Parliament and government would be obliged to consult the voice on matters that overwhelmingly relate to Indigenous people, but the voice – proposed to be made up of 24 Indigenous people drawn from across the country – would not be a law-making body.

Rather, it would be a platform for Indigenous people to directly advise all levels of government about laws and policies that affect their lives, the minister for Indigenous Australians, Linda Burney, a Wiradjuri woman, has argued.

“It’s about drawing a line on the poor outcomes from the long legacy of failed programs and broken policies, and listening to Aboriginal and Torres Strait Islander people.”

Kamilaroi artist Rhonda Sampson’s ‘Diyan Warrane’ artwork is projected onto the sails of the Sydney Opera House at dawn.
Kamilaroi artist Rhonda Sampson’s ‘Diyan Warrane’ artwork is projected onto the sails of the Sydney Opera House at dawn. Photograph: Bianca de Marchi/AAP

Holding a referendum on the voice was an election commitment of the Labor government, which took power last year, but it has faced opposition from outside and within Indigenous Australia.
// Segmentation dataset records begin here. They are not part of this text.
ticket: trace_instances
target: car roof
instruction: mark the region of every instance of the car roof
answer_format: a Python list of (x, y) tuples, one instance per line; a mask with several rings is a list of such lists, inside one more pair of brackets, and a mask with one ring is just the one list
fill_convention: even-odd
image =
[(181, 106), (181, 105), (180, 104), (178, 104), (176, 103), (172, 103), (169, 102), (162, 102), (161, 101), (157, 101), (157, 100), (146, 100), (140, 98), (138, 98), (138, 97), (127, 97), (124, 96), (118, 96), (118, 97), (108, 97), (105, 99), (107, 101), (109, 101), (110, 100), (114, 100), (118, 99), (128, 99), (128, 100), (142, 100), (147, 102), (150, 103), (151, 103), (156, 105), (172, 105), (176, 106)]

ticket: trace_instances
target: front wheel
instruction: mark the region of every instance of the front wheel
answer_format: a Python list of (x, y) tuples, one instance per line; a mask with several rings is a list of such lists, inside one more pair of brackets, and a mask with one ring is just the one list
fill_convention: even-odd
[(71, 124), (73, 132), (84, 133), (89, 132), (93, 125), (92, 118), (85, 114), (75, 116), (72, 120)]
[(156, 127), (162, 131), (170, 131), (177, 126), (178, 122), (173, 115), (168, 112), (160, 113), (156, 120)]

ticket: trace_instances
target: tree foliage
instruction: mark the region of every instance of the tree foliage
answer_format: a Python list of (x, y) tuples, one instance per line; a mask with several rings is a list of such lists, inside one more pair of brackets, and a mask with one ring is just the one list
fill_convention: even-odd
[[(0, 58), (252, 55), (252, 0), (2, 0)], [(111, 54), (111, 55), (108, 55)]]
The Greens senator and First Nations spokeswoman Lidia Thorpe, a DjabWurrung Gunnai Gunditjmara woman, told an Invasion Day rally in Melbourne the Australian government needed to sign a treaty recognising Indigenous sovereignty before any vote on the voice.

“Do we want to become advisers now? We deserve better than that. We deserve better … our constitution comes from the soil and the blood of our people. We need peace. We deserve better than an advisory body.

“We want real power, and we won’t settle for anything less.”